Political junkies like me have never seen anything like it: Running 20 points behind, just a week before the South Carolina primary, Newt Gingrich catapulted to the top of the pile and ended up defeating Mitt Romney by 12 points. It’s almost enough to make a believer out of you.
Indeed, his 32-point tour-de-force in just seven days is stunning, given that Gingrich, whose entire campaign staff walked out on him last summer, ran an embarrassing fourth in Iowa and New Hampshire. It’s all the more remarkable when you realize that his entire campaign is based on three big lies: he’s a Washington outsider; he’s not a lobbyist; and he’s a small-government conservative. Liar, liar, pants on fire!
Only if you define “outsider” as someone born outside of Washington could Gingrich be considered not part of the Washington establishment. He was elected to Congress in 1978, and hasn’t left Washington since. He served in Congress for 20 years, four of them as speaker of the House, just two heartbeats away from the presidency. Since resigning in disgrace from Congress, he’s operated inside the Beltway while serving on several boards and commissions, advising Defense Secretary Donald Rumsfeld, founding and leading several for-profit consulting companies and appearing as a paid commentator on Fox News. He and his third wife, Callista, live in McLean, Va., one of Washington’s most elite, and most expensive, suburbs.
Newt Gingrich, in other words, is exactly what Washington is full of. You see them every day at The Palm, the Capital Grille, or the Four Seasons Hotel: old, white men who used to be somebody. They came to Washington as a young man, held an important job until they quit or were fired, and never went home. They hang out here, in all the favorite watering holes, hoping somebody will recognize them. If Newt’s not part of the Washington establishment, there is no Washington establishment.

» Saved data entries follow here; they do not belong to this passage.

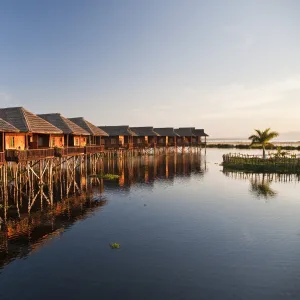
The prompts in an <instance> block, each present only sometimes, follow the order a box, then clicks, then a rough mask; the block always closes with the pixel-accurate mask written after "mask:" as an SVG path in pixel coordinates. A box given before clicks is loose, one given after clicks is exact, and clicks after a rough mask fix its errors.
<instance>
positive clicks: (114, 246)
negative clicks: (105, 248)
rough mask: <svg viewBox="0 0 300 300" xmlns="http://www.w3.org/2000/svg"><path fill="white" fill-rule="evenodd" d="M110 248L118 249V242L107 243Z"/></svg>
mask: <svg viewBox="0 0 300 300" xmlns="http://www.w3.org/2000/svg"><path fill="white" fill-rule="evenodd" d="M109 246H110V248H111V249H120V247H121V245H120V244H118V243H111V244H109Z"/></svg>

And if Newt’s no lobbyist, there are no lobbyists in Washington, either. It doesn’t matter whether he actually went up to Capitol Hill and “registered” as a lobbyist. He has an office on K Street. He meets with members of Congress and state legislators about legislation impacting companies who pay him handsomely – including $25,000 a month from the chief lobbyist of Freddie Mac – to represent them. In other words, he does what Bob Livingston, Larry Craig, Dick Gephardt and Trent Lott do. He opens doors and peddles his influence all over town. Enough with silly word games. He’s a lobbyist.

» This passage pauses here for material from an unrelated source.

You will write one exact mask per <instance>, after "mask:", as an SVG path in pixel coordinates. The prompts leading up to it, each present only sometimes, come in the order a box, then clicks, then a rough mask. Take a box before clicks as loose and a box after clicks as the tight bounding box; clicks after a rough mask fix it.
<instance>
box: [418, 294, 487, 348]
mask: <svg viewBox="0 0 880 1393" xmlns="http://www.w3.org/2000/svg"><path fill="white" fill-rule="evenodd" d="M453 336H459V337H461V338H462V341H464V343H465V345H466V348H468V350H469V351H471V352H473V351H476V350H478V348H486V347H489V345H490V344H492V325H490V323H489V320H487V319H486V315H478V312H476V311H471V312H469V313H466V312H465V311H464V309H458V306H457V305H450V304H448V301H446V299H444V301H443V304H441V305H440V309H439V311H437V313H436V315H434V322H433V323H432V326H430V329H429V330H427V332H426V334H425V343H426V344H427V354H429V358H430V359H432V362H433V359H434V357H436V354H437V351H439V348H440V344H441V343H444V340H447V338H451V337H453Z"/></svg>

Newt also tries to appeal to tea partiers by painting himself as an authentic Ron Paul, Ronald Reagan-like, small-government conservative – which, if claimed by anybody else, would be condemned by Newt as “pious baloney.” Throughout his career, Gingrich has always promoted big ideas for big government. He voted for creation of the Department of Education and supported Medicare Part D. He championed universal health care, with an individual mandate. Together with Nancy Pelosi, he called on Congress to take action against global warming. He’s advocated a new federal initiative on brain research. He calls himself a “Theodore Roosevelt Republican.”
Just this week, Newt told Florida voters that, if elected president, he would establish an American colony on the moon – and begin regular shuttle service to and from Mars – by 2020. At the same time, he says he’s prepared to declare war on Iran and Cuba. He’s offered no evidence of how much these new initiatives would cost, nor where the money would come from. Although, as a member of Congress, he did author the “Northwest Ordinance for Space,” allowing moon residents, once they numbered 13,000, to petition Congress to become our 51st state.

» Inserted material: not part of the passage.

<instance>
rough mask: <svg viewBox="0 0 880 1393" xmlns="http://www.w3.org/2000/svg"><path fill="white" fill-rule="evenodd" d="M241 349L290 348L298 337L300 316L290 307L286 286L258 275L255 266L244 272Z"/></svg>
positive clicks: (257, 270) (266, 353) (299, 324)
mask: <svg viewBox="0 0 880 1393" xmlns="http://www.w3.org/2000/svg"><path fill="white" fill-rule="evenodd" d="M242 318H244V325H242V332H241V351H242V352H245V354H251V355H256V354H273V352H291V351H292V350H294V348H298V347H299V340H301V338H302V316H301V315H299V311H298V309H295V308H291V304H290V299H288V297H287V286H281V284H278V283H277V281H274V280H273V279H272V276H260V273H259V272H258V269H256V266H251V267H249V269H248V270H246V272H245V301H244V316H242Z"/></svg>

As for President Reagan, although Newt invokes Reagan often, he wasn’t always so full of praise. In Congress, he accused Reagan of “impotence and incompetence.” And he blasted Reagan’s summit meeting with Soviet leader Mikhail Gorbachev as “the most dangerous summit for the West since Adolf Hitler met with Neville Chamberlain in 1938 in Munich.” For his part, President Reagan refers to Gingrich only once in his diaries, saying Newt’s ideas on a budget freeze would “cripple our defense program.”
As speaker, in fact, Gingrich received so much criticism from fellow Republicans that he once asked Senate Leader Bob Dole, “Why do people take such an instant dislike to me?” Dole reportedly explained: “Because it saves time.” True then; true today.